As you said I should have distinct inside IN for subquery for making it more fast ( thanks for this tip).
But that was not the point the subquery without the distinct is also faster than the join. I have always read that one should use join and not the subquery whenever possible so I was thinking that join would be faster !!!
BTW Tamilselvan> I am writing this on the basis of EXPLAIN PLAN.
- Re-read my reply. I explained why the sub-select was faster. It has to do with the flattening of the M:1 relationship. When this is a factor that can be isolated to a sub-select, then the sub-select will be faster. When this is not a factor, then a join will give the optimizer more options.
- I mentioned the DISTINCT as a matter of clarification and optimization of the IN query, *not* in the context of comparison with the first query, since I had already explained that one.
- Please provide the explain plans when asking to compare statements - makes life much easier :)
I will try, however, to more clearly explain the benefits of a sub-select versus a join. Relize that in *most* situations, the join is better. However, when you can flatten M:1 relationships in the sub-select, then the sub-select is better.
So I have:
EMP_T with 10,000 records
TIMECARD_T with 1,000,000 records
EMPDEMO_T with 10,000 records. This is a 1:1 with EMP_T holding demographic info (Sorry, but can't think of a better example at the moment)

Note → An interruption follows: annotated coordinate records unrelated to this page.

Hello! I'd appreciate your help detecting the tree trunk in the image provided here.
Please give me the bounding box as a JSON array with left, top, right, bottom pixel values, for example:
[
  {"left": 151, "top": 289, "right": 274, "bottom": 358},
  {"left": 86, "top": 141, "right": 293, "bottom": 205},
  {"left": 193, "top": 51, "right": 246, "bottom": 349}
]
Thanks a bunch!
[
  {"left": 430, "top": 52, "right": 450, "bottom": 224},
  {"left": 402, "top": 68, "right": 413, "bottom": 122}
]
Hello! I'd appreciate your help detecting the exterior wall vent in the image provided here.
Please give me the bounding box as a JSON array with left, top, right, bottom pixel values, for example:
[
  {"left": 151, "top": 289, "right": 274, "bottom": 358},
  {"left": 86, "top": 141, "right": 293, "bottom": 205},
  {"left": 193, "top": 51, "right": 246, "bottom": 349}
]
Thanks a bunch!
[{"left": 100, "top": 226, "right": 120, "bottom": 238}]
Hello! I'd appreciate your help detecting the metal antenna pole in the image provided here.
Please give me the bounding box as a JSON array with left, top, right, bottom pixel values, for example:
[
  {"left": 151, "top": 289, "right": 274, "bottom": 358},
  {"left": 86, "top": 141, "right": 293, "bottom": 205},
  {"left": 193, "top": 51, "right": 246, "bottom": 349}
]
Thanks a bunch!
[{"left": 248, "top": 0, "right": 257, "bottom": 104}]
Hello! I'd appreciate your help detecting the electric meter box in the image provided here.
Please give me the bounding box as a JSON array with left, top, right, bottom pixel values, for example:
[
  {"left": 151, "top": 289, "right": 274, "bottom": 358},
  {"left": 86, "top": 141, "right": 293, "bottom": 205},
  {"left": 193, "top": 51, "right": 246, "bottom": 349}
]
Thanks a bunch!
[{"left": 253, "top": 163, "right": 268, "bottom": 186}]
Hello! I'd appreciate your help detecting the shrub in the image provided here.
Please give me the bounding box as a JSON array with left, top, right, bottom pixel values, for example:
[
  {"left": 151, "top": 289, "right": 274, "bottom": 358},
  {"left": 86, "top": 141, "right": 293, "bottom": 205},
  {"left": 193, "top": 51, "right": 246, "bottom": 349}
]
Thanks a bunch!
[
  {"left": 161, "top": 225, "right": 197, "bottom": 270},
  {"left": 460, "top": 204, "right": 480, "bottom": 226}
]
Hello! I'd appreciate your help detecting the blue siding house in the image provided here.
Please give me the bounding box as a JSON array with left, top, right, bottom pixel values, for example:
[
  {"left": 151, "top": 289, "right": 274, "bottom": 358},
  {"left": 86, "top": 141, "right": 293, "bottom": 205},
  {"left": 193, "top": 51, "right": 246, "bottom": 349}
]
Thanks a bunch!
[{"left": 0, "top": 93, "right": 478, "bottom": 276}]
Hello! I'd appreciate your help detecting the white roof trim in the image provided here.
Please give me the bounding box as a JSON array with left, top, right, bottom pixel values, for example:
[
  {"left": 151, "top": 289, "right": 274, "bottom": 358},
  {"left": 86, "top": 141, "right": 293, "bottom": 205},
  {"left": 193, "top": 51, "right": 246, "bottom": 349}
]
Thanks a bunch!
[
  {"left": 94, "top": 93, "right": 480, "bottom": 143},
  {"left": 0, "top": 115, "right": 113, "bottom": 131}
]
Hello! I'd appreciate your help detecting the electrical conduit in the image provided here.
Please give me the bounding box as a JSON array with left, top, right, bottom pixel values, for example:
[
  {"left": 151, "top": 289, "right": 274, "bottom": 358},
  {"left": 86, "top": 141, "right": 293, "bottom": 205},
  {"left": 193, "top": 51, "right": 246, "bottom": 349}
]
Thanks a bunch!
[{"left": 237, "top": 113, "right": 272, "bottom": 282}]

Now, if I want all the employees (along with their, uh, Hair Color) that have ever worked on a given project, I have 2 (for purpose of the example) ways to do this:
-T.PROJECT_CD = :PROJECT_CD AND
-E.EMP_ID = T.EMP_ID AND
-ED.EMP_ID = T.EMP_ID AND
-ED.EMP_ID = E.EMP_ID
Now, the optimizer is going to start with T because that has the initial restriction. Let's look at the records that satisfy the query in the various tables:
T: 10,000 records for emps that woked on that project
E: 1000 emps worked on that project
ED: 1000 emps with hair color info :)
Let's look at what the optimizer does with this query:
T: Pulls 10,000 records
Joins in E (or ED)'s 1000 records, by going into table 10,000 times and ends up with a resultset size of 10,000
Joins in ED (or E)'s 1000 records by going into table 10,000 times and ends up with resultset size of 10,000
Does the GROUP BY to cut 10,000 records back down to 1,000
Now, what is the other choice:
-E.EMP_ID IN (
-----T.PROJECT_CD = :PROJECT_CD ) AND
-ED.EMP_ID = E.EMP_ID
Now, what does the optimizer do:
T: Pulls 10,000 records
Does a DISTINCT to cuts that down to 1,000 EMP_IDs
Goes into E 1,000 times and ends up with a resultset size of 1,000
Joins in ED by going into the table 1,000 times and ending with a resultset size of 1,000
Hopefully, you can see why the sub-select query is faster in this case. The huge table, the one with the M:1 relationship - TIMECARD, had the M:1 relationship isolated and 'flattened' in the sub-select, saving us a lot of extra work in the rest of the query.
Again, remember that this is not a common occurence. You generally want to avoid sub-selects because they 'hand-cuff' the optimizer by reducing the choices it has for solving the query. However, keep an eye out for this type of query because this is when the sub-select should be used and really shines.